Ain’t shit cute about raping kids. Period! Nasty cows. When I think about it, all I can envision is that unfortunate woman in Antwone Fisher…

Anyhow… after it dawned on me how valid this image was… I had a thought.

We socialize boys so much different than we do girls, especially sexually and especially in the Black community. Boys from a very young age have uncles and cousins, hell fathers, who teach them that the higher their body count, the more of a man they are. They watch their male relatives and friends of the family interact inappropriately with young girls… they are encouraged to dispose of their virginity like it’s a disease. While girls are taught to keep the nickel between their knees and not to open their legs until marriage. But who do they think these boys are going to be sexing?

The truth is that, we set boys up for failure by negating the worth of their bodies. Girls bodies are held up as prizes, prizes of prey by many men and prizes of pulchritude in general. While that has its own set of issues, the failure to even give worthiness to boys bodies sets them up to give them away like hand me downs. When we add to that, being violated by older women, we set in motion a series of events that lead many of them down a road of toxic masculinity, misogyny, and promiscuity that is hard for them to break.

When you steal a child’s innocence, you also put cracks in their spirit.
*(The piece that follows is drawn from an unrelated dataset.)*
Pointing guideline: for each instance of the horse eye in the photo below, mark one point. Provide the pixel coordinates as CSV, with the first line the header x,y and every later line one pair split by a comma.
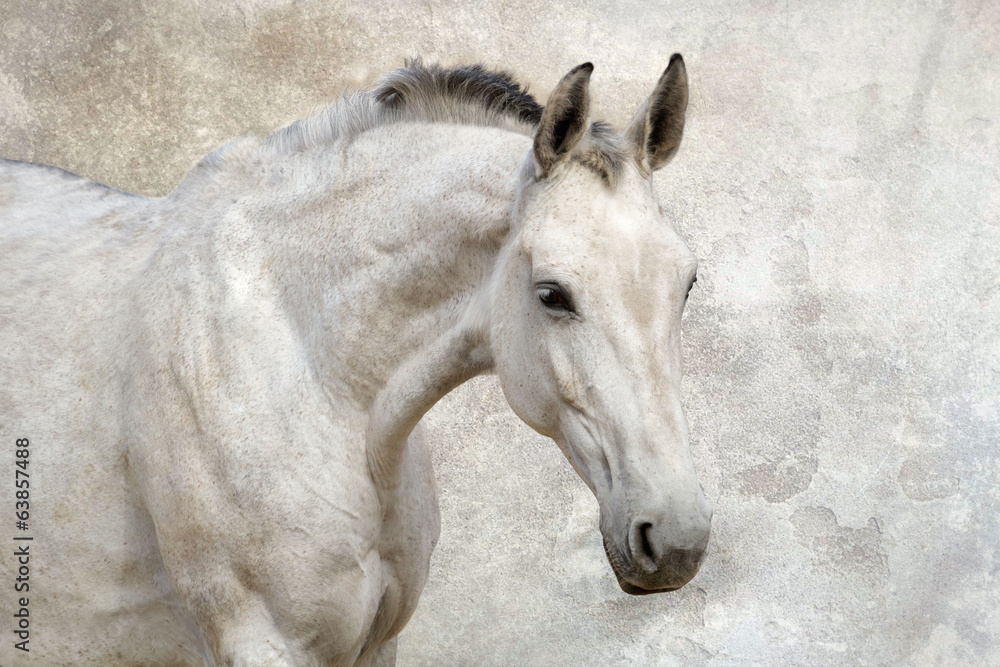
x,y
553,298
Any young boy whose body is used as entertainment is likely to harbor some hatred for his abuser. That abuse gets passed off, from all the messaging coming at him, as acceptable. While the abuser becomes the poster child for everyone she looks like, willing to prostitute herself for the novelty of being some little boys first… better known as worthlessness! So girls and women become devoid of worth in his mind. Women exist for sex … that is how he’s been conditioned.

The truth of the matter is that… we have to, we must…call out this dysfunction for the culture. If we want men to celebrate Black women and Black women to honor Black men, we have to start teaching our children that they are ALL prizes to be treated with respect and dignity, and boys bodies are just as revered and special as girls bodies. Each one a treasure!

Otherwise, we will continue to raise young men who don’t value themselves and therefore cannot and do not value anyone else. “Train up a child in the way he should go; even when he is old he will not depart from it” (Proverbs 22:6).

Speaking of which… I just came across this quote by rapper ASAP Rocky in the latest Esquire magazine…

“My first orgy was when I was in seventh grade. Thirteen years oldThe first time was in this apartment building. We took the elevator to the roof, and everybody put their coats on the ground. There were like five girls and ten guys, and we all just took turns.” -ASAP Rocky in Esquire

WITEF?!?!? Thirteen year old boys should not be having orgies… We have gots to do better my people! #himtoo #metoo #wetoo

Sexual abuse and sexual trauma sets the course for victims to become abusers. The sex talk with boys has to be more than use a condom. We need to be instilling the same values about the worth and importance of his temple to him as we do to her. Anything else is irresponsible, and setting our boys up for failure and a mighty disastrous fall!

Antwone Fisher: “I’m still standing! I’m still strong! And I always will be!”